The case itself never went to trial. At one point, a federal judge threw the whole case out but an appeals court reinstated much of the case, but not the insider trading claims.
According to the evidence presented in the lower court, Scott and his colleague, Thomas Frist, were active in the company's mergers and acquisitions operations. The appelate court said in its 2001 ruling that while there was "nothing improper or illegal per se about either 'expansion by acquisition'...the participation of Scott and Frist implies knowledge of the arrangements that allegedly violated health care laws and regulations.''
The lawsuit by Florida's pension fund and the larger suit of shareholders from other states alleged that Scott owned 9.4 million shares of Columbia/HCA. He had sold 128,000 shares from 1995 to 1997, including 90,000 on one day in February 1995.That $2.65 million payday was flagged by plaintiffs, who noted the sale came 23 days before Columbia/HCA offices were raided by federal agents as part of a long-term investigation.
A week after the hospital offices were raided, the New York Times published a "special report'' detailing Medicare and Medicaid violations after a yearlong examination of more than 30 billion billing records from the company.
The federal investigation ultimately led to the $1.7 billion federal fine, which Columbia/HCA agreed to pay. When the company's stock value dropped, shareholders who had lost millions sued, claiming that the directors violated their fiduciary duty and should have known the company's billing practices would have violated federal Medicare laws.
The Times reported that its reporters did not give the company an opportunity to review its data, but had provided company officials with its findings over a period of several months.
The appellate court said there was not enough evidence to support an insider trading complaint. But, it concluded, that the members of the Columbia/HCA board, many of whom had experience running other hospitals, could have known that the goals Scott set out for the chain's hospitals -- achieving a 15- to 20 percent growth in reimbursement from Medicare -- would have been unrealistic.
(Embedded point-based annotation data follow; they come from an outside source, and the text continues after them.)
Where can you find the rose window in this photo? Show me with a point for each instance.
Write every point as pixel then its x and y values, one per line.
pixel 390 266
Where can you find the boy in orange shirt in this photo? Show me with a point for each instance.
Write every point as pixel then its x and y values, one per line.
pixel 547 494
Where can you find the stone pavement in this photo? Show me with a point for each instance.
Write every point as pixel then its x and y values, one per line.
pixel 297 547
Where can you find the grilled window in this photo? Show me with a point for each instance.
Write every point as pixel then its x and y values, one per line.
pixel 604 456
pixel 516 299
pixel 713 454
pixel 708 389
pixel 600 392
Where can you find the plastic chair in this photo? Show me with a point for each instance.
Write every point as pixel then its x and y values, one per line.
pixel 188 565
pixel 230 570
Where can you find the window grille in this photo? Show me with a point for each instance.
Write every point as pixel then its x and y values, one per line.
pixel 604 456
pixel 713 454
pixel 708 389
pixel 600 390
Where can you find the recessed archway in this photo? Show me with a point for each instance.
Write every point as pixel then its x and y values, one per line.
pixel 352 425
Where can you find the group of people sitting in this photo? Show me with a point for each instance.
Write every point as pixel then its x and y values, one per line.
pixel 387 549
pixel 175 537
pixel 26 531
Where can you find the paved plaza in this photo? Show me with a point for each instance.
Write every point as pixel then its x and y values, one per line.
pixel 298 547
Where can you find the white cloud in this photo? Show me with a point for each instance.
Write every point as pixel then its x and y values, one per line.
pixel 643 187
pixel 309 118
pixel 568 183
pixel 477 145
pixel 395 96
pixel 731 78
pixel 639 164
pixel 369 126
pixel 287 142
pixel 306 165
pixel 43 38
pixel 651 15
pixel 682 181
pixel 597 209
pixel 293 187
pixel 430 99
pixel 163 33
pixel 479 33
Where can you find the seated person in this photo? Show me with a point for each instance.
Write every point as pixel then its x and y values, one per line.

As a result of those profit targets, critics say, the company helped encourage fraud that ultimately led to the federal investigation.
The court found that the facts "are sufficient to create a reasonable doubt'' that "at least five of Columbia's directors, including Scott,'' should have known their actions could have drawn a federal investigation, the court wrote in its opinion.
The facts, the court said, "presented a substantial likelihood of director liability for intentional or reckless breach of the duty of care.''
Scott, who was never charged with a crime, has said that he should have hired more auditors to flag the practices that led to the charges against his company. But, since the case never went to trial, it was never determined how much he or other company executives knew.